Nach einer relativ langen Anreise  waren wir schliesslich fast zeitlich in Palma am Flughafen. Wolfgang kam aus Düsseldorf und ich aus München. Bis wir die Koffer hatten und im Hotel eingecheckt haben wars schon fast 16.00 Uhr. Da wir jedoch unbedingt auch bereits am ersten Tag kurbeln wollten,  stressten wir uns ziemlich ab: Koffer ins Zimmer, schnell rein in die Dress, Rad zusammenschrauben und rauf aufs Rad. Bis zum Einbruch der Dunkelheit gingen sich gerade mal 25 km aus, aber
das Einradeln war schon mal erledigt. Am nächsten Tag stand dann aber schon die Königsetappe mit 160 km am Programm.

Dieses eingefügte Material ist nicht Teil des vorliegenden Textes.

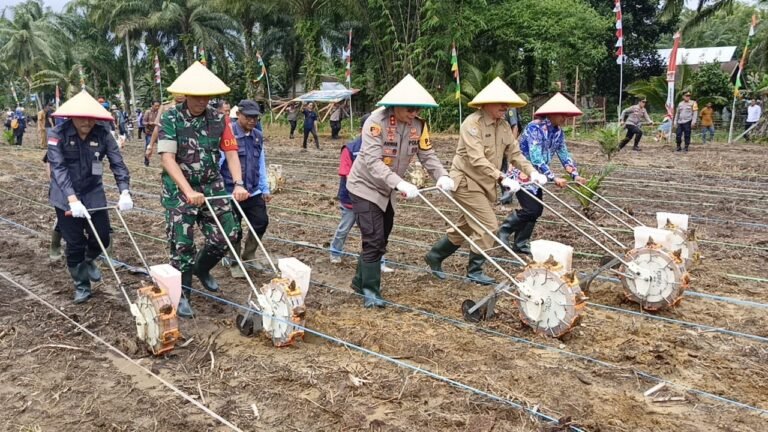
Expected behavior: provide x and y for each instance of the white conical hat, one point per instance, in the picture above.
(198, 80)
(497, 92)
(408, 93)
(558, 104)
(83, 105)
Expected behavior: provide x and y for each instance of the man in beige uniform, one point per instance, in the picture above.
(392, 136)
(485, 138)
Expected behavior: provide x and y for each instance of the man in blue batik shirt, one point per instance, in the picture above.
(542, 139)
(250, 150)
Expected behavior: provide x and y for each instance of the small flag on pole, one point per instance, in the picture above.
(740, 68)
(82, 77)
(157, 69)
(263, 68)
(671, 71)
(203, 59)
(455, 70)
(348, 55)
(619, 34)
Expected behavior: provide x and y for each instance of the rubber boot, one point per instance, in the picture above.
(439, 252)
(204, 262)
(249, 253)
(523, 238)
(54, 252)
(357, 281)
(93, 270)
(511, 225)
(475, 270)
(234, 268)
(79, 275)
(370, 278)
(185, 308)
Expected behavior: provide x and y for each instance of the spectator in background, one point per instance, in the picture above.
(293, 112)
(310, 125)
(707, 117)
(19, 125)
(753, 116)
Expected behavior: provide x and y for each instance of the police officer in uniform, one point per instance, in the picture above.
(253, 162)
(392, 136)
(76, 149)
(190, 138)
(685, 119)
(485, 138)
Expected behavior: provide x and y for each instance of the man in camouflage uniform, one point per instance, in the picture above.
(190, 138)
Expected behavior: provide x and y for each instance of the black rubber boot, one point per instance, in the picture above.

Diese waren nicht immer locker, da ja auch fast keine Kilometer in den Beinen und zudem relativ viel Wind, der uns auch die ganze Woche über begleitet hat. Nachdem wir in eine Sackgasse gefahren sind, mußten wir über die Leitplanke auf die Autobahn klettern und dort ein paar hundert Meter noch fahren. Nach noch zwei Flachetappen mit jeweils ca. 125 km war dann der Ruhetag angesagt (85 km im unteren GA-Bereich), als es dann endlich in die Berge ging. Die Klassikeretappe über Bunyola, Col d´Hono und über Orient nach Alaro, war wie immer ein absolutes Highlight. Auch Randa wurde noch zweimal angefahren und konnten somit gesamt 850 km und ca. 6000 HM am Habenkonto verbucht werden.  In Summe ein absoluter Erfolg mit perfekten Trainingsbedingungen, welche auch einige Proifs (Team Nürnberger, Columbia, Sabine Spitz etc.) mit uns im Hotel nutzten.
Obwohl wir mitten am Ballermann 6 waren, haben wir strikt den weltlichen Genüssen widersagt und uns „brav“ an den Trainingsplan gehalten!